Zana resta interdite. Sayuddin faisait tout pour se rapprocher d'elle. Elle risquait d'être un nouveau passe-temps pour un jeune homme qui pouvait tout posséder à l'envie.

– Vous savez que mon coeur appartient à Arasîl, ô mon prince.

– Je le sais fort bien, douce Zana. Mais nous avons bien parlé, et je vous jure que de vos années de pâture, vous ne pouvez connaître les délices de l'amour. Ne serait-il pas souhaitable de vous faire une éducation en la matière ?

– Je ne le souhaite pas, s'il s'agit de se mêler aux autres hommes.

– C'est tout votre droit. Mais connaîtrez vous la volupté des femmes, et la caresse des jouets intimes ? C'est là aussi une des façons d'apprendre, auprès de plus anciennes ?

Zana était parfaitement choquée par les propos du prince. Cette proposition était révoltante. Comment montrer son intimité -pire, l'offrir- à de parfaites inconnues dans le but de s'aventurer sur un terrain d'expériences dévergondés?

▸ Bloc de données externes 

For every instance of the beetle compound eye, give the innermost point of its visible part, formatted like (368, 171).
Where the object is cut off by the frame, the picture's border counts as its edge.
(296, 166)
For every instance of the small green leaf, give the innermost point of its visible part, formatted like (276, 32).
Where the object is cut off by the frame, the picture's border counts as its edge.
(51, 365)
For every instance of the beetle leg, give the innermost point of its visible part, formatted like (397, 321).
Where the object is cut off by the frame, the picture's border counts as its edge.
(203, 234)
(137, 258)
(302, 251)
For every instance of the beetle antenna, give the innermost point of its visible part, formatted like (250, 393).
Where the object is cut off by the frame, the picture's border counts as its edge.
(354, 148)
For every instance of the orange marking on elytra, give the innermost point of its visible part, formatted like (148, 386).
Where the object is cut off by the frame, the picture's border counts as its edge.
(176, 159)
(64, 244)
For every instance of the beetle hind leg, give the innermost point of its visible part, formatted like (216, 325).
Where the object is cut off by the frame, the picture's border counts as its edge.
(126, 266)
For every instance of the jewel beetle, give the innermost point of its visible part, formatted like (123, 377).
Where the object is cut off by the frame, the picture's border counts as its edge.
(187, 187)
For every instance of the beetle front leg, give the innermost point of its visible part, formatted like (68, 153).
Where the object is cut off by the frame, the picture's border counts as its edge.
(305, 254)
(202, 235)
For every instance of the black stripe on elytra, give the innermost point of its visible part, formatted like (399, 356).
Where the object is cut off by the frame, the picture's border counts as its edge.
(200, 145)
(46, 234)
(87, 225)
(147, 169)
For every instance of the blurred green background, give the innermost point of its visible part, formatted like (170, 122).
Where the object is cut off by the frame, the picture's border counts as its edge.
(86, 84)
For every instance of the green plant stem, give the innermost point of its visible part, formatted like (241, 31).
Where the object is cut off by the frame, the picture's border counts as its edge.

– L'amour n'est pas un jeu ; c'est une grâce, mon prince. Un cadeau des dives askya pour la prospérité des hommes et la plaisance des coeurs fidèlement engagés. C'est le coffre-fort de la préservation des liens qui unissent les amants dans le printemps de leur vie, et leur garanti de devenir pères et mères. Ce n'est pas un don pour batifoler. C'est le prélude à l'éducation des fils et filles qui auront eux-même à entretenir et respecter leur vertu.

– C'est un point de vue. Il est sans doute plus raisonnable pour les rayat, mais pas à la cour. Pardonnez moi, demoiselle, j'espère ne pas vous offusquer. Ici nous apprenons à nous connaître intimement avant de faire notre choix. En tant que prince, nous autres les héritiers mazdim de Gandariah, nous pouvons choisir qui bon nous semble en toute connaissance de cause. C'est un luxe, croyez moi. Et il est de grande valeur pour obtenir et garantir la longévité de nos épousailles. Vous en êtes à votre premier amant. C'est bien peu pour découvrir toutes les facettes de votre plaisir, et de la nature virile.

– Sans doute, mais c'est assez pour aimer.

– Vous avez peut-être raison. Il est vrai que l'attachement est un don précieux. Mais s'il est le fruit de la volupté, la tentation sera grande de la retrouver sur d'autres pâturages que vos escapades réservées. En tout cas, en aussi bonne compagnie qu'à la cour.

Zana entendait peu à peu que la vie dans les murs de la medina était bien différente de ce qu'elle avait connu, et que les repères, quand au sens même de la vie, en étaient modifiés. Et si le prince disait vrai ? C'était, en dehors de ces étranges pratiques libertines, un être adorable, doux et plein de compassion. Un enfant gâté peut-être, mais un jeune homme qu'elle portait en grande estime, noble de coeur et détestant le sang et les cris. Il était toujours si bien apprêté que l'on aurait cru qu'il vivait dans un rêve. C'était un rêve étrange.